Tout ceci veut dire que son livre est loin d'être une apologie
sans nuances de ce qu'il nomme la virtualisation du vivant. L'ouvrage
est impossible à résumer, car il s'agit en fait, comme
d'ailleurs certains de ses précédents ouvrages, d'un
voyage à bâtons rompus dans le monde des technologies
modernes (certains disent post-modernes mais il est pour nous difficile
de faire la distinction). Ce voyage, riche en références
et en citations, s'inspire cependant de lignes directrices que nous
ne pouvons, pour notre part, qu'approuver. Miguel Benasayag est
particulièrement sensible à toutes les formes d'exploitation,
de conditionnement, de contrôle et finalement d'aliénation
que comportent des « progrès » présentés
comme libérateurs par leurs promoteurs et les pouvoirs qui
en tirent partie. Il a donc raison de nous mettre en garde contre
les illusions que nous pourrions avoir à cet égard.
Jamais dit-il, ou tout au moins pas avant longtemps on ne pourra
doubler la richesse du vivant et du social par des arfefacts produits
par la science et la technique.
Il se méfie particulièrement en ce sens de la volonté
des pouvoirs civils dominant la société néocapitaliste
(en passe de s'étendre dans tous les grands pays émergents),
pouvoirs politiques ou pouvoirs du business. Mais il pourrait évoquer
aussi un point que beaucoup de nos correspondants scientifiques
étrangers évoquent, celui des recherches militaires,
d'autant plus dangereuses qu'elles sont généralement
tenues secrètes ou ne se révèlent que lorsqu'elles
sont en état d'envahir sans susciter de protestations la
société civile. Nous pensons par exemple aux caméras
de surveillance, aux drones ou aux contrôles des contenus
de communication sur le web, dépassant très largement
les éventuels besoins de la lutte contre le terrorisme.

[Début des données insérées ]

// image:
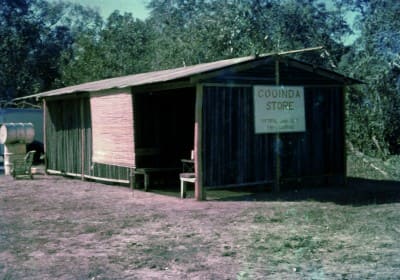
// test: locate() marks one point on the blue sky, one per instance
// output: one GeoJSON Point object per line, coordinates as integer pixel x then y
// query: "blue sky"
{"type": "Point", "coordinates": [106, 7]}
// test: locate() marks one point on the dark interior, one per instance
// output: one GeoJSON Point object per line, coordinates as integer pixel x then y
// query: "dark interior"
{"type": "Point", "coordinates": [164, 127]}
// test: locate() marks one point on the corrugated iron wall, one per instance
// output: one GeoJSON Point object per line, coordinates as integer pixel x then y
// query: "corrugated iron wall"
{"type": "Point", "coordinates": [64, 136]}
{"type": "Point", "coordinates": [233, 154]}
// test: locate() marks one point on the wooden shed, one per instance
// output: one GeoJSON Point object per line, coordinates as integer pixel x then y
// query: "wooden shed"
{"type": "Point", "coordinates": [249, 121]}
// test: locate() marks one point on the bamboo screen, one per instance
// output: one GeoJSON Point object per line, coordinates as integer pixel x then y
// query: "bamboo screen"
{"type": "Point", "coordinates": [112, 129]}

Miguel Benasayag n'est par particulièrement hostile aux
sciences et technologies émergentes. Son livre montre d'ailleurs
qu'il les connaît très bien. Il veut cependant s'élever
contre la tentation du "tout est possible", présente
non seulement chez ceux qui financent les recherches, mais chez
les chercheurs eux-mêmes. Le livre multiplie les exemples
montrant que, si l'on peut parler simplement, les choses (les réalités)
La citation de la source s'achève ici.